As explained here, the average distance or 'travel' of a random walk with $N$ coin tosses approaches: $$\sqrt{\dfrac{2N}{\pi}}$$
What a beautiful result - who would've thought $\pi$ was involved! However, what would be the formula to use for an arbitrary paytable?
For example, a coin toss has the paytable:
- 0.5 : -1
- 0.5 : 1
...so a 50% chance of both winning or losing a point. After 10,000 coin tosses, the travel on average will be $\sqrt{10000\cdot2/{\pi}} \approx 79.788$.
However a dice roll where you need to land a six to win could have the paytable:
- 0.8333.. : -1
- 0.1666.. : 5
After 10,000 dice rolls, the travel on average will be about 178. However, I only know that because I used simulation to brute force the result - I don't know the formula.
More generally, a paytable could have multiple entries where all the probabilities add up to one:
- probability1 : payout1
- probability2 : payout2
- probability3 : payout3
- ...
- ...
- probabilityN : payoutN
Note that the total of the payouts may not necessarily be zero. It could be weighted to produce an unfair game. For example:
- 0.75 : -1
- 0.1 : 0.5
- 0.15 : 4.5
That's an average payout of $-0.025$ with a variance of $3.811875$, and using simulation, I get $\approx 268.8$ 'travel' from 10000 runs. But how would I find this out directly?
In other words, how would you find the average 'travel' of such a generalized paytable without resorting to simulation? As a side question, would this figure also be a better indication of risk for such a 'game' compared to the standard deviation of the paytable as defined here?

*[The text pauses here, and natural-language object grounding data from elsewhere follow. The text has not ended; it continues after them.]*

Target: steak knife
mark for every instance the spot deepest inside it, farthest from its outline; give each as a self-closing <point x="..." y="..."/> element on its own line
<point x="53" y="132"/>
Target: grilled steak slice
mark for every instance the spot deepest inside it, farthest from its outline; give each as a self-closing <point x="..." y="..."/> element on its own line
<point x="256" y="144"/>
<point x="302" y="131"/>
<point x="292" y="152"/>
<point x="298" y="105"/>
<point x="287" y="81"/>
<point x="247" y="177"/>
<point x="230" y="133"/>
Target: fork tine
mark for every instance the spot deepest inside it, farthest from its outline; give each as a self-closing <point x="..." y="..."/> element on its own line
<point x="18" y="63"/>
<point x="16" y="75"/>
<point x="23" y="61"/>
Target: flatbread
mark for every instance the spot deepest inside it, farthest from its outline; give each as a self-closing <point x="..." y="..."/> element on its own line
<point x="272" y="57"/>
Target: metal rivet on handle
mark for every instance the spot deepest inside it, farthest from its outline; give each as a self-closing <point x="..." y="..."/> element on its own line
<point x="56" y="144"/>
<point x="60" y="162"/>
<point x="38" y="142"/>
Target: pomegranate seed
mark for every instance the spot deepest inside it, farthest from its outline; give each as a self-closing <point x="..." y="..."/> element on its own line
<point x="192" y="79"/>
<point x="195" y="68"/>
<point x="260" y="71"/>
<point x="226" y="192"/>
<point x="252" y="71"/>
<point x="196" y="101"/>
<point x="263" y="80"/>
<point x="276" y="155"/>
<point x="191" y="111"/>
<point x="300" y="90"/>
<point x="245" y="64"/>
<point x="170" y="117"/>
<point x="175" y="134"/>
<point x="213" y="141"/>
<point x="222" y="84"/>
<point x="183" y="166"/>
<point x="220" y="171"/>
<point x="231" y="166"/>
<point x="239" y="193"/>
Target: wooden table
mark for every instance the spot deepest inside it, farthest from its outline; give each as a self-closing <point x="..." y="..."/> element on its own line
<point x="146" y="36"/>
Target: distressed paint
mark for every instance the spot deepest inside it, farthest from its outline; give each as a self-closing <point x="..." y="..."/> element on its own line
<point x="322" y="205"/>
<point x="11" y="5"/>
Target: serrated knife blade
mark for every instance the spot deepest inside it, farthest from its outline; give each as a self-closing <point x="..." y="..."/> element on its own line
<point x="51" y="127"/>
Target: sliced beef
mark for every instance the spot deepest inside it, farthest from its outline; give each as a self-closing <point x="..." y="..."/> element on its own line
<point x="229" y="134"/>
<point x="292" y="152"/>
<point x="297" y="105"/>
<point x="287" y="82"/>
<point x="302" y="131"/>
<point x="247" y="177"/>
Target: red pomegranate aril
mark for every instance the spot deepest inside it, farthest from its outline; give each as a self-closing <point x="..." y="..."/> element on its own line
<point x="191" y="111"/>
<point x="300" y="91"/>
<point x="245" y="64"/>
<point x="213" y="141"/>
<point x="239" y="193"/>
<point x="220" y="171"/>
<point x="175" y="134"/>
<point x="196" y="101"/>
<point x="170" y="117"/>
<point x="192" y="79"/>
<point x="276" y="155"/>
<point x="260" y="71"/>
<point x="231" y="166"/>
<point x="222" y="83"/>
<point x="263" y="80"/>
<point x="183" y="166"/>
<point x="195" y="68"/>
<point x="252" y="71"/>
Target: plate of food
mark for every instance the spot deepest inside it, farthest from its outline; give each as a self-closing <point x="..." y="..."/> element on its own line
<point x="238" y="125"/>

Here's the code I used for the simulation: http://pastebin.com/985eDTFh
It's written in C#, but is otherwise very well self-contained. Most of it is a fast random class, but you can use the default Random class if you prefer. Also, if you're not using C#, don't worry too much about converting the convertCSVtoPayoutTable() function as you can hard code the probability and payout arrays yourself if you prefer.